As you might imagine, museum curators may not be keen on exposing fragile ancient materials to four Labrador retrievers and a German shepherd, and the Working Dog Center didn’t want to take any risks with the Penn Museum’s priceless artifacts. So instead of letting the dogs have free rein to sniff the materials themselves, the project is using cotton balls. The researchers seal the artifacts (broken shards of Syrian pottery) in airtight bags with a cotton ball for 72 hours, then ask the dogs to find the cotton balls in the lab. They’re being trained to disregard the smell of the cotton ball itself, the smell of the bag it was stored in, and ideally, the smell of modern-day pottery, eventually being able to zero in on the smell that distinguishes ancient pottery specifically.

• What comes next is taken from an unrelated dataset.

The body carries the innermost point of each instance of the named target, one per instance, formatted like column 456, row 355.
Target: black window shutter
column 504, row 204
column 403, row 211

A dog looks out over the metal "pinhweel" training mechanism.
Penn Vet Working Dog Center

“The dogs are responding well,” Otto tells Mental Floss, explaining that the training program is at the stage of "exposing them to the odor and having them recognize it.”

The dogs involved in the project were chosen for their calm-but-curious demeanors and sensitive noses (one also works as a drug-detection dog when she’s not training on pottery). They had to be motivated enough to want to hunt down the cotton balls, but not aggressive or easily distracted.

Right now, the dogs train three days a week, and will continue to work on their pottery-detection skills for the first stage of the project, which the researchers expect will last for the next nine months. Depending on how the first phase of the training goes, the researchers hope to be able to then take the dogs out into the field to see if they can find the odor of ancient pottery in real-life situations, like in suitcases, rather than in a laboratory setting. Eventually, they also hope to train the dogs on other types of objects, and perhaps even pinpoint the chemical signatures that make artifacts smell distinct.

Pottery-sniffing dogs won’t be showing up at airport customs or on shipping docks soon, but one day, they could be as common as drug-sniffing canines. If dogs can detect low blood sugar or find a tiny USB drive hidden in a house, surely they can figure out if you’re smuggling a sculpture made thousands of years ago in your suitcase.